Should I perform an MRI to document a rotator cuff tear?
You should consider advanced imaging in the absence of red flags after 4-6 weeks of failed conservative care. These expensive tests are needed to identify the possible need for future care, such as injection or surgery. Fortunately, the ERLS has similar sensitivity and specificity as ultrasound and MRI. Teefey, et al., have reported that the accuracy of US and MRI for diagnosing full-thickness tears is 98% and 100%, respectively. (5)
US and MRI accuracy is only 68% and 63% for partial-thickness rotator cuff tears (5)
If my patient has a full-thickness tear, is surgery an option?
Unfortunately, 82.4% of symptomatic full-thickness rotator cuff tears increased in size over a follow-up period of 6–100 months. (6) Arthroscopic repair of a full-thickness tear of the supraspinatus benefits those who do not respond to our clinical care. (7) Nobody wants to have surgery, but sometimes it can be helpful to prevent chronic pain and disability.
In conclusion, making the differential diagnosis between a partial thickness tear and a full-thickness tear will help you develop the right treatment strategies and give a more accurate prognosis for the condition. ChiroUp subscribers can check out the condition references on Shoulder Anterior Impingement Syndrome and Rotator Cuff Syndrome for the complete list of evaluations and treatment strategies for your next patient with shoulder pain.
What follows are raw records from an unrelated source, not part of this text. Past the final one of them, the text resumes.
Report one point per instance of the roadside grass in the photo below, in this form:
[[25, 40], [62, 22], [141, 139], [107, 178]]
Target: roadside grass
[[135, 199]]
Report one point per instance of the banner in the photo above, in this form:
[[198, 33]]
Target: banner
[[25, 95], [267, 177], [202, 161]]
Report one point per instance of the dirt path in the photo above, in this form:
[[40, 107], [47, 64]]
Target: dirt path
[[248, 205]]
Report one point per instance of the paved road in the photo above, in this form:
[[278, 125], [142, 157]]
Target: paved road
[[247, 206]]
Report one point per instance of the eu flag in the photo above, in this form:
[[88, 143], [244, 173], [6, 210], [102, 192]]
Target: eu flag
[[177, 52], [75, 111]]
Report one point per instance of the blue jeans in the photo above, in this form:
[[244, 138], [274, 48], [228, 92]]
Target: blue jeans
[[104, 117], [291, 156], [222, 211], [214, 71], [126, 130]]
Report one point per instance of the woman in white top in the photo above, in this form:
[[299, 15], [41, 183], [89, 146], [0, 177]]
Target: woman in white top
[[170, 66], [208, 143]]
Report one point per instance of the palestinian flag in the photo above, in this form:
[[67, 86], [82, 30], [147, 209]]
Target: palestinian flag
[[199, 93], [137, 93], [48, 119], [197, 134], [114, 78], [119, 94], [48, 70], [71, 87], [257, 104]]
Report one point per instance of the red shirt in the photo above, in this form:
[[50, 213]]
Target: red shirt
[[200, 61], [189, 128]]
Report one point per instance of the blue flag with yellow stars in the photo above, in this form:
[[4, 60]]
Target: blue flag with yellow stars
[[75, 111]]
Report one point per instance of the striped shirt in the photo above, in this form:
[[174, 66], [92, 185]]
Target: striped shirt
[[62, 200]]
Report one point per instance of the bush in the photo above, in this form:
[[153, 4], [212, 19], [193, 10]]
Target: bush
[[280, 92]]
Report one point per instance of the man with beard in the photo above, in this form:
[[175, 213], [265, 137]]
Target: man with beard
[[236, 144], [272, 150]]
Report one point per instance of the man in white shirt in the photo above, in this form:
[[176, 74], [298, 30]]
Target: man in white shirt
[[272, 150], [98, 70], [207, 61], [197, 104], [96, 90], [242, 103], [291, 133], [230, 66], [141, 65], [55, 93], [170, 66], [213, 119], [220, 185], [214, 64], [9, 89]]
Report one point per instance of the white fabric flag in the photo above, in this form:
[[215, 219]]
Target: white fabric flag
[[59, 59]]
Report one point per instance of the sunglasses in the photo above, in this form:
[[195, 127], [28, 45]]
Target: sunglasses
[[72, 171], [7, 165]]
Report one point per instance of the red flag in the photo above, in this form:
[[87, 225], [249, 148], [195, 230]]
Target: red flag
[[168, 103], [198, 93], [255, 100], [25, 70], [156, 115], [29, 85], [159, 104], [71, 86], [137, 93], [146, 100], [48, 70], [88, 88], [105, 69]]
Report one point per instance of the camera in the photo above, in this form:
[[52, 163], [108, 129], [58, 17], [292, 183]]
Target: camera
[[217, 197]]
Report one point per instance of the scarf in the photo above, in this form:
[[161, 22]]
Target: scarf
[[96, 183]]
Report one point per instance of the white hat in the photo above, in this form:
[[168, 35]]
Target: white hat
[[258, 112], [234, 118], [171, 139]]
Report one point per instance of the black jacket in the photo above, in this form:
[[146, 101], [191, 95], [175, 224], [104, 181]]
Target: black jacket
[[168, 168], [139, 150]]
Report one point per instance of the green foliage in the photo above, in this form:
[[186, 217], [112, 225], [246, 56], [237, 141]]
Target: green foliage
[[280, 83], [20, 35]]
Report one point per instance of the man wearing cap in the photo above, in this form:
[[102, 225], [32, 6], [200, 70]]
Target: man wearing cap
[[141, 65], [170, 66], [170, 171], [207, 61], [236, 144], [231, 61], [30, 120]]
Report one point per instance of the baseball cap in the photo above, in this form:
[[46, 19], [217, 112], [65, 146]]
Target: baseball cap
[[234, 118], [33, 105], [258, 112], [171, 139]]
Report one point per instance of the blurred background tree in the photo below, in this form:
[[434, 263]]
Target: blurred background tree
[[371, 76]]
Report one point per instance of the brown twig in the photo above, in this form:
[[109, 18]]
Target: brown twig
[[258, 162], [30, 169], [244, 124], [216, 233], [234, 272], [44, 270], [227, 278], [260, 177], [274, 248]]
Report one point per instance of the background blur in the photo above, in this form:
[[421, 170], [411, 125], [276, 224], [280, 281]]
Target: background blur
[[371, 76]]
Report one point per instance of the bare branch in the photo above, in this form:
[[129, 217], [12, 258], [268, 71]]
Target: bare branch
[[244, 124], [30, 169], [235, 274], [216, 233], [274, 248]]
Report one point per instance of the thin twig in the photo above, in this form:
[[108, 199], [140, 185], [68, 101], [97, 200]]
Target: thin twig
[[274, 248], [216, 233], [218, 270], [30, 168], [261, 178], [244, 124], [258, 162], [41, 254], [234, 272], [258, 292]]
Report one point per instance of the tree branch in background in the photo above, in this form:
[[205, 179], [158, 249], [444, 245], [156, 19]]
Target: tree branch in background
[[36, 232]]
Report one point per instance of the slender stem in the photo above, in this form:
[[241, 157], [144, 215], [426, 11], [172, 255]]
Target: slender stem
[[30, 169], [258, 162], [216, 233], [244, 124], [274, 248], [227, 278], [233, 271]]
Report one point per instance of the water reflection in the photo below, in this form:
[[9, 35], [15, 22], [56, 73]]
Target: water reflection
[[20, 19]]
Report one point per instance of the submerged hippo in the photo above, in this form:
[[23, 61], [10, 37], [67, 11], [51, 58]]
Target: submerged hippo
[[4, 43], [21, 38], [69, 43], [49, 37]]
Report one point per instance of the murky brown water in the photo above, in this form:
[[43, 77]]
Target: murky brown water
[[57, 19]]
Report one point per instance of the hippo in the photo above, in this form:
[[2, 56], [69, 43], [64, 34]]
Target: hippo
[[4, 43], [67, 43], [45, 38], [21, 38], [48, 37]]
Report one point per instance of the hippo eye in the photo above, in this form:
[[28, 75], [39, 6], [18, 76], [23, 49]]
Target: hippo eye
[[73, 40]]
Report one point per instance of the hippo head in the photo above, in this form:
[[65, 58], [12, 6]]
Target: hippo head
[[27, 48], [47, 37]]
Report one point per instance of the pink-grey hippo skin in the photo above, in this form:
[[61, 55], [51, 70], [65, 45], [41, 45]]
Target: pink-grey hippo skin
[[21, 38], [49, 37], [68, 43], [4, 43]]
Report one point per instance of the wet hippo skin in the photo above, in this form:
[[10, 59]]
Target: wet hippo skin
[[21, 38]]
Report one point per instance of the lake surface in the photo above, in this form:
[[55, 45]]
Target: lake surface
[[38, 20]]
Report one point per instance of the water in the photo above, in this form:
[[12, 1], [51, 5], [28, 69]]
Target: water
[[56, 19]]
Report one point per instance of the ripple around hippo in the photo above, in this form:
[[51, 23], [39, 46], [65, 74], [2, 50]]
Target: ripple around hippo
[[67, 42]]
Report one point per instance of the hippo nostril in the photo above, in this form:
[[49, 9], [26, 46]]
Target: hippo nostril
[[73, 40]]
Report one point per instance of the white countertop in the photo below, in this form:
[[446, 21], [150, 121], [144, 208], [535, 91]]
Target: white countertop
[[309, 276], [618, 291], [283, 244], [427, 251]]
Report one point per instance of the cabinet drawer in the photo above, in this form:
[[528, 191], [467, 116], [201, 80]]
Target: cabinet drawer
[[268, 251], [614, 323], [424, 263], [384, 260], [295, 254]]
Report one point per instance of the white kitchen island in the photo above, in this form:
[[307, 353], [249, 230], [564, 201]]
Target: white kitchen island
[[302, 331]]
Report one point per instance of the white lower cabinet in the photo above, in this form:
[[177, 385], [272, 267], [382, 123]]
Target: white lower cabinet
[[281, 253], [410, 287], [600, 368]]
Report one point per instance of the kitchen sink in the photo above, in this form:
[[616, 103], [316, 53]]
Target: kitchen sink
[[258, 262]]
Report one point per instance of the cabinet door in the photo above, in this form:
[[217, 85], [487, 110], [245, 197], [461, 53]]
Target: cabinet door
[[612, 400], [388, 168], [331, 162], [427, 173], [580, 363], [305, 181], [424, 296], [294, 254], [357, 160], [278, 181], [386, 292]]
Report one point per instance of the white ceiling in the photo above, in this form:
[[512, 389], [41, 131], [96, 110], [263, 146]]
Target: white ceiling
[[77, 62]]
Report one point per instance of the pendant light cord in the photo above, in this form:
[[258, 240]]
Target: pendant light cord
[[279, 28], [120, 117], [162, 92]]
- Park JY, Chung KT, Yoo MJ. A serial comparison of arthroscopic repairs for partial- and full-thickness rotator cuff tears. Arthroscopy, 2004, 20: 705–711.
- Lehman C, Cuomo F, Kummer FJ, Zuckerman JD. The incidence of full-thickness rotator cuff tears in a large cadaveric population. Bull Hosp Jt Dis. 1995;54:30-1
- Lundgreen K, Lian ØB, Engebretsen L, Scott A. Lower muscle regenerative potential in full-thickness supraspinatus tears compared to partial-thickness tears. Acta orthopaedica. 2013 Dec 1;84(6):565-70.
- Keung WW, Yan LM, Hang YP, Teng LH. The effect of psychological factors on pain, function and quality of life in patients with rotator cuff tendinopathy: A systematic review. Musculoskeletal Science and Practice. 2020 Apr 29:102173.
- Teefey SA, Rubin DA, Middleton WD, et al. Detection and quantification of rotator cuff tears. Comparison of ultrasonographic, magnetic resonance imaging, and arthroscopic findings in seventy-one consecutive cases. J Bone Joint Surg Am, 2004, 86-A: 708–716.
- Kim YS, Kim SE, Bae SH, Lee HJ, Jee WH, Park CK. Tear progression of symptomatic full-thickness and partial-thickness rotator cuff tears as measured by repeated MRI. Knee Surgery, Sports Traumatology, Arthroscopy. 2017 Jul;25(7):2073-80.
- Bennett WF. Arthroscopic repair of full-thickness supraspinatus tears (small-to-medium): a prospective study with 2-to 4-year follow-up. Arthroscopy: The Journal of Arthroscopic & Related Surgery. 2003 Mar 1;19(3):249-56.